O by the way he is a little over 6 inches long....Below is another pic


----------



## hays98 (Mar 8, 2003)

sp cf :nod:


----------



## mmmike247 (Jul 22, 2003)

this fish been discussed a lot here.. go look around.. :smile: spilo sumethin


----------



## hastatus (Jan 16, 2003)

I don't agree that is a spilo CF. Doesn't look right. Color is somewhat washed out.....if I were to make a guess, my gut is telling me S. rhombeus.


----------



## Bcollins111900 (Feb 3, 2003)

i would not throw the rhom ID out the window just yet. How big is the guy? I have a rhom 8.5" that has a black band on the end of his tail fin, just like the fish posted above. I know for sure mine is a rhom. My Spilo CF which I know is a spilo cf, lacks a dark band on his tail fin. It is a serrasalmus species, but yet stil valuable none the less. I have seen rhoms that have the red in there throat like that, and they tend to be 5" and smaller. The posted fish above does not have the markings such as a spilo cf as a spilo cf tends to have some specks of silver or purple or other colors that really stick out, the fish above typically has one color of scales with juvenile dots on him. So either way you have a spilo cf or a rhom, might need frank on this one to be 100% sure but it is a serrasalmus species.


----------



## Genin (Feb 4, 2003)

I would have to say that it is a rhom. I have seen rhoms with slight coloration on thier gill plates. The shape makes me think rhom.

Joe


----------



## swagdogpsu69 (Jan 22, 2003)

OK so after reading some of your responses I tend to disagree that "Stuart" as in "Stuart Little" as I so lovingly named him is a Spilo, rather I believe that he is a rhom. Please keep giving me feedback and here is another pic of him if it will help.


----------



## hastatus (Jan 16, 2003)

S. rhombeus..... The scutes are not pronounced as would be found in SpiloCF.


----------



## swagdogpsu69 (Jan 22, 2003)

So is he worth more as a rhom or a spilo, and at a little over 6 inches how much is he worth. I am selling him next week to make room for a schoal of golds. Yes thats right I said golds. They have been in the same tank together at my LFS for over a year and they get along great.


----------



## traumatic (Jan 29, 2003)

I have a rhom with a close resemblance to that one, it's a little smaller but looks close in shape and color. I bought mine as a different species (mistaken as manueli) because of it's outward appearance. I'd compare prices to these: Rhom prices


----------



## hastatus (Jan 16, 2003)

> gdogpsu69 Posted on Oct 9 2003, 02:24 PM
> * So is he worth more as a rhom or a spilo*, and at a little over 6 inches how much is he worth. I am selling him next week to make room for a schoal of golds. Yes thats right I said golds. They have been in the same tank together at my LFS for over a year and they get along great.
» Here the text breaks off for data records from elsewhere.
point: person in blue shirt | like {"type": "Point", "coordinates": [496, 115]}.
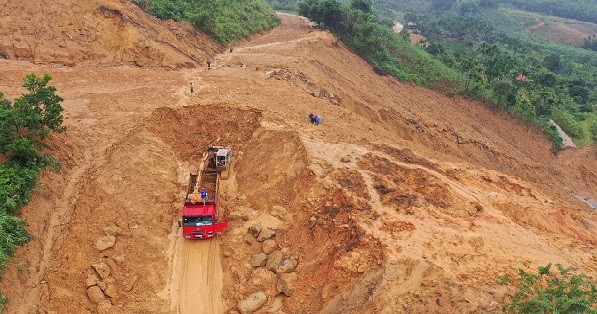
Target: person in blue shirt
{"type": "Point", "coordinates": [203, 195]}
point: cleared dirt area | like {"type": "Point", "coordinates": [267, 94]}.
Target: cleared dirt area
{"type": "Point", "coordinates": [403, 200]}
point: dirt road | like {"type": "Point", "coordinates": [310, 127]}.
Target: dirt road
{"type": "Point", "coordinates": [197, 277]}
{"type": "Point", "coordinates": [404, 200]}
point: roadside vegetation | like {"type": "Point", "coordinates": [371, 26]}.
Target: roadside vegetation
{"type": "Point", "coordinates": [223, 20]}
{"type": "Point", "coordinates": [535, 79]}
{"type": "Point", "coordinates": [548, 291]}
{"type": "Point", "coordinates": [473, 48]}
{"type": "Point", "coordinates": [24, 124]}
{"type": "Point", "coordinates": [389, 53]}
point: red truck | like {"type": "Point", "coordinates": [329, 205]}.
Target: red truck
{"type": "Point", "coordinates": [200, 217]}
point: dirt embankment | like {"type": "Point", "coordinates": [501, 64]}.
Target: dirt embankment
{"type": "Point", "coordinates": [403, 200]}
{"type": "Point", "coordinates": [100, 32]}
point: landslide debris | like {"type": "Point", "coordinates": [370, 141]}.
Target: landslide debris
{"type": "Point", "coordinates": [103, 32]}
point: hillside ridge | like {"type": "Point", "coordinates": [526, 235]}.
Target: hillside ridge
{"type": "Point", "coordinates": [99, 32]}
{"type": "Point", "coordinates": [402, 200]}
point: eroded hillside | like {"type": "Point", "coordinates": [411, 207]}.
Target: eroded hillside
{"type": "Point", "coordinates": [99, 32]}
{"type": "Point", "coordinates": [403, 200]}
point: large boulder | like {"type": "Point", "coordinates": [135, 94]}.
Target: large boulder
{"type": "Point", "coordinates": [265, 234]}
{"type": "Point", "coordinates": [269, 246]}
{"type": "Point", "coordinates": [278, 263]}
{"type": "Point", "coordinates": [286, 284]}
{"type": "Point", "coordinates": [255, 230]}
{"type": "Point", "coordinates": [253, 303]}
{"type": "Point", "coordinates": [102, 270]}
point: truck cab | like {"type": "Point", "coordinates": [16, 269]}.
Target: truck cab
{"type": "Point", "coordinates": [200, 220]}
{"type": "Point", "coordinates": [200, 214]}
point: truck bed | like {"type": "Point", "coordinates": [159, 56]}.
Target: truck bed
{"type": "Point", "coordinates": [208, 180]}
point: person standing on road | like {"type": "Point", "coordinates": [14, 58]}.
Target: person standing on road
{"type": "Point", "coordinates": [204, 195]}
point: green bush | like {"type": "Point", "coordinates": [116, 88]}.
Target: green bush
{"type": "Point", "coordinates": [24, 125]}
{"type": "Point", "coordinates": [550, 292]}
{"type": "Point", "coordinates": [223, 20]}
{"type": "Point", "coordinates": [389, 53]}
{"type": "Point", "coordinates": [568, 123]}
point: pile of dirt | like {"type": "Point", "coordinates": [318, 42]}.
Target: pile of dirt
{"type": "Point", "coordinates": [402, 200]}
{"type": "Point", "coordinates": [101, 32]}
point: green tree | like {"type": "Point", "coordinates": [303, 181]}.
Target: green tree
{"type": "Point", "coordinates": [363, 5]}
{"type": "Point", "coordinates": [442, 5]}
{"type": "Point", "coordinates": [550, 292]}
{"type": "Point", "coordinates": [553, 62]}
{"type": "Point", "coordinates": [330, 13]}
{"type": "Point", "coordinates": [32, 117]}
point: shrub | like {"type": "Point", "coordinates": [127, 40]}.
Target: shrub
{"type": "Point", "coordinates": [550, 292]}
{"type": "Point", "coordinates": [567, 122]}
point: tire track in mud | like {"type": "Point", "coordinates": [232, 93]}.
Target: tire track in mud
{"type": "Point", "coordinates": [59, 219]}
{"type": "Point", "coordinates": [197, 281]}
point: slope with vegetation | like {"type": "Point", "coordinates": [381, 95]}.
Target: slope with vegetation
{"type": "Point", "coordinates": [532, 78]}
{"type": "Point", "coordinates": [387, 52]}
{"type": "Point", "coordinates": [223, 20]}
{"type": "Point", "coordinates": [404, 199]}
{"type": "Point", "coordinates": [24, 124]}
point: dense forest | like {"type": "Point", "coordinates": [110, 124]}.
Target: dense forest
{"type": "Point", "coordinates": [491, 60]}
{"type": "Point", "coordinates": [223, 20]}
{"type": "Point", "coordinates": [535, 79]}
{"type": "Point", "coordinates": [581, 10]}
{"type": "Point", "coordinates": [389, 53]}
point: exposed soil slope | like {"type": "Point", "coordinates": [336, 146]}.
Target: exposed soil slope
{"type": "Point", "coordinates": [403, 200]}
{"type": "Point", "coordinates": [106, 32]}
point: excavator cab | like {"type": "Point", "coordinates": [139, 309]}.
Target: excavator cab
{"type": "Point", "coordinates": [223, 156]}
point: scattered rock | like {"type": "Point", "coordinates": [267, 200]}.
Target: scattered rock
{"type": "Point", "coordinates": [265, 234]}
{"type": "Point", "coordinates": [111, 291]}
{"type": "Point", "coordinates": [255, 230]}
{"type": "Point", "coordinates": [277, 263]}
{"type": "Point", "coordinates": [113, 230]}
{"type": "Point", "coordinates": [253, 303]}
{"type": "Point", "coordinates": [287, 265]}
{"type": "Point", "coordinates": [95, 294]}
{"type": "Point", "coordinates": [102, 270]}
{"type": "Point", "coordinates": [249, 238]}
{"type": "Point", "coordinates": [286, 284]}
{"type": "Point", "coordinates": [258, 260]}
{"type": "Point", "coordinates": [105, 243]}
{"type": "Point", "coordinates": [119, 259]}
{"type": "Point", "coordinates": [129, 283]}
{"type": "Point", "coordinates": [112, 265]}
{"type": "Point", "coordinates": [269, 246]}
{"type": "Point", "coordinates": [105, 307]}
{"type": "Point", "coordinates": [91, 280]}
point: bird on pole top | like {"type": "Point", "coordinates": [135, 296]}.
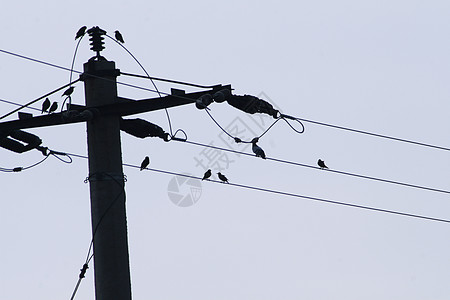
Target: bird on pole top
{"type": "Point", "coordinates": [80, 32]}
{"type": "Point", "coordinates": [118, 36]}
{"type": "Point", "coordinates": [145, 163]}
{"type": "Point", "coordinates": [321, 164]}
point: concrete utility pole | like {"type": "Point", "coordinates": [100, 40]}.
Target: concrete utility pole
{"type": "Point", "coordinates": [103, 113]}
{"type": "Point", "coordinates": [109, 224]}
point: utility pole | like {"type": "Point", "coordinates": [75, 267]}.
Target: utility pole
{"type": "Point", "coordinates": [107, 185]}
{"type": "Point", "coordinates": [103, 113]}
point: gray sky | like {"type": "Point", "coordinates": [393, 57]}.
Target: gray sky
{"type": "Point", "coordinates": [380, 66]}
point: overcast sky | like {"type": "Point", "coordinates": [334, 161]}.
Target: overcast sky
{"type": "Point", "coordinates": [379, 66]}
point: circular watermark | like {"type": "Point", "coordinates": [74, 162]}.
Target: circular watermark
{"type": "Point", "coordinates": [184, 191]}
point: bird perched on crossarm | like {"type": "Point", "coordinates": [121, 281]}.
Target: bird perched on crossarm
{"type": "Point", "coordinates": [145, 163]}
{"type": "Point", "coordinates": [53, 108]}
{"type": "Point", "coordinates": [321, 164]}
{"type": "Point", "coordinates": [119, 36]}
{"type": "Point", "coordinates": [68, 92]}
{"type": "Point", "coordinates": [258, 150]}
{"type": "Point", "coordinates": [222, 177]}
{"type": "Point", "coordinates": [45, 105]}
{"type": "Point", "coordinates": [80, 32]}
{"type": "Point", "coordinates": [207, 174]}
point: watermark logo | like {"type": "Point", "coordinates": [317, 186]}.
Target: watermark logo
{"type": "Point", "coordinates": [185, 192]}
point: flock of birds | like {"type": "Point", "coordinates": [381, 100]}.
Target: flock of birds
{"type": "Point", "coordinates": [259, 152]}
{"type": "Point", "coordinates": [47, 106]}
{"type": "Point", "coordinates": [82, 31]}
{"type": "Point", "coordinates": [256, 149]}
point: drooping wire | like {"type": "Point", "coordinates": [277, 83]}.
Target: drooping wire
{"type": "Point", "coordinates": [46, 152]}
{"type": "Point", "coordinates": [301, 119]}
{"type": "Point", "coordinates": [89, 256]}
{"type": "Point", "coordinates": [239, 140]}
{"type": "Point", "coordinates": [376, 134]}
{"type": "Point", "coordinates": [170, 81]}
{"type": "Point", "coordinates": [151, 79]}
{"type": "Point", "coordinates": [318, 168]}
{"type": "Point", "coordinates": [267, 190]}
{"type": "Point", "coordinates": [17, 104]}
{"type": "Point", "coordinates": [36, 100]}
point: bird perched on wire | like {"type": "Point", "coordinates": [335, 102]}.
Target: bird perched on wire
{"type": "Point", "coordinates": [68, 92]}
{"type": "Point", "coordinates": [53, 108]}
{"type": "Point", "coordinates": [223, 177]}
{"type": "Point", "coordinates": [145, 163]}
{"type": "Point", "coordinates": [119, 36]}
{"type": "Point", "coordinates": [80, 32]}
{"type": "Point", "coordinates": [321, 164]}
{"type": "Point", "coordinates": [207, 174]}
{"type": "Point", "coordinates": [45, 105]}
{"type": "Point", "coordinates": [258, 150]}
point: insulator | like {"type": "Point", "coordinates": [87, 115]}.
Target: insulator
{"type": "Point", "coordinates": [222, 95]}
{"type": "Point", "coordinates": [204, 101]}
{"type": "Point", "coordinates": [96, 39]}
{"type": "Point", "coordinates": [142, 129]}
{"type": "Point", "coordinates": [252, 104]}
{"type": "Point", "coordinates": [12, 141]}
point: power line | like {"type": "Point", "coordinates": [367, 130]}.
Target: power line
{"type": "Point", "coordinates": [266, 190]}
{"type": "Point", "coordinates": [301, 119]}
{"type": "Point", "coordinates": [151, 79]}
{"type": "Point", "coordinates": [286, 161]}
{"type": "Point", "coordinates": [39, 98]}
{"type": "Point", "coordinates": [376, 135]}
{"type": "Point", "coordinates": [314, 167]}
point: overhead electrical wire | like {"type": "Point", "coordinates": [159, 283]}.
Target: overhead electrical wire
{"type": "Point", "coordinates": [314, 167]}
{"type": "Point", "coordinates": [151, 79]}
{"type": "Point", "coordinates": [54, 153]}
{"type": "Point", "coordinates": [185, 83]}
{"type": "Point", "coordinates": [36, 100]}
{"type": "Point", "coordinates": [272, 191]}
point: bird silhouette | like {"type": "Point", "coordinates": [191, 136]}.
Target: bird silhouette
{"type": "Point", "coordinates": [207, 174]}
{"type": "Point", "coordinates": [223, 177]}
{"type": "Point", "coordinates": [80, 32]}
{"type": "Point", "coordinates": [53, 108]}
{"type": "Point", "coordinates": [258, 150]}
{"type": "Point", "coordinates": [68, 92]}
{"type": "Point", "coordinates": [145, 163]}
{"type": "Point", "coordinates": [45, 105]}
{"type": "Point", "coordinates": [321, 164]}
{"type": "Point", "coordinates": [119, 36]}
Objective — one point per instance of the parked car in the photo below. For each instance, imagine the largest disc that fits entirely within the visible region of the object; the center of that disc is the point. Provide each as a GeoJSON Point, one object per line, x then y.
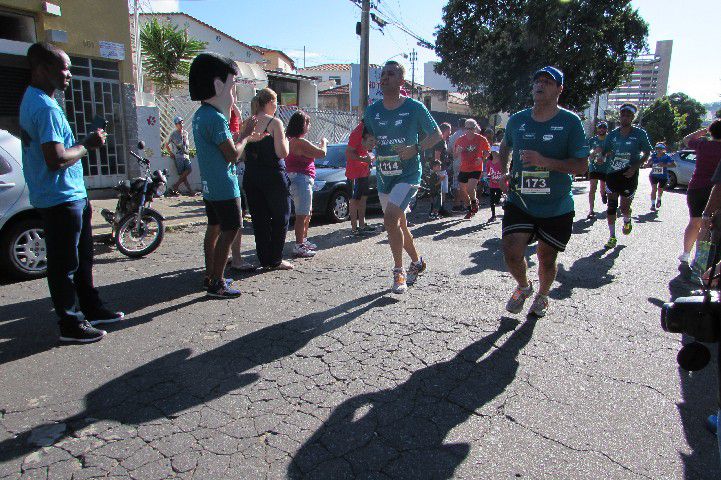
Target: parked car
{"type": "Point", "coordinates": [682, 172]}
{"type": "Point", "coordinates": [331, 195]}
{"type": "Point", "coordinates": [22, 240]}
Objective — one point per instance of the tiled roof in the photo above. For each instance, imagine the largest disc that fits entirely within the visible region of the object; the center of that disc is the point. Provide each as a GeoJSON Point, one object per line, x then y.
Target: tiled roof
{"type": "Point", "coordinates": [333, 66]}
{"type": "Point", "coordinates": [255, 49]}
{"type": "Point", "coordinates": [339, 90]}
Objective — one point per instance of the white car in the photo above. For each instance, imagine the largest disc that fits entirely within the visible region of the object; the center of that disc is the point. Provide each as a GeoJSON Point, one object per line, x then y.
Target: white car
{"type": "Point", "coordinates": [22, 240]}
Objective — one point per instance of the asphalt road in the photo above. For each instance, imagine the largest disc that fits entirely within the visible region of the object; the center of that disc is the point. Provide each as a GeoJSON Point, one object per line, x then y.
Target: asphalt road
{"type": "Point", "coordinates": [323, 373]}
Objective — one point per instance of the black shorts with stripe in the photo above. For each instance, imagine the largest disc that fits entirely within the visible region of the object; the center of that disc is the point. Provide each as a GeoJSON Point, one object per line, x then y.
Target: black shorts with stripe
{"type": "Point", "coordinates": [553, 231]}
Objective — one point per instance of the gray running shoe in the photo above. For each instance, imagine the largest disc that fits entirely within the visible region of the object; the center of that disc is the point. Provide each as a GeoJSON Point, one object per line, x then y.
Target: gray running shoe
{"type": "Point", "coordinates": [540, 305]}
{"type": "Point", "coordinates": [518, 298]}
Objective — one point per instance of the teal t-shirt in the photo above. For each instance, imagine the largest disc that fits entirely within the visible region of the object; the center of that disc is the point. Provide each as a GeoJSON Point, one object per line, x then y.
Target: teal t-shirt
{"type": "Point", "coordinates": [593, 165]}
{"type": "Point", "coordinates": [625, 151]}
{"type": "Point", "coordinates": [537, 191]}
{"type": "Point", "coordinates": [220, 178]}
{"type": "Point", "coordinates": [401, 126]}
{"type": "Point", "coordinates": [43, 121]}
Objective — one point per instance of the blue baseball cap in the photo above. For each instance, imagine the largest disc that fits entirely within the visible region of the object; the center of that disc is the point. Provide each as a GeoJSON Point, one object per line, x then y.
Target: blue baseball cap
{"type": "Point", "coordinates": [553, 72]}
You have to ask yourself instead, "is it worth more to me" than to ask the general public that question because it opens up "personal preferences". To me a highly colored fish is worth more than a dull drab fish. Yet from another position that dull drab fish might be a rare species in which case would be worth more in terms of being a collector.

So you have to decide for yourself is a rhom worth more than a spilo, then decide if it fits in your pocket book and how "rare is it in your pet store". Rhombs to me are worthless at small sizes, have little color and stay hidden majority of time. Spilos are more colorful. Yet both are worth a pretty penny when full grown or have a unique trait in color or as some say here "personality".

So in a nutshell, its really up to you to decide if the prices are worth it and the quality there based on price and service.


----------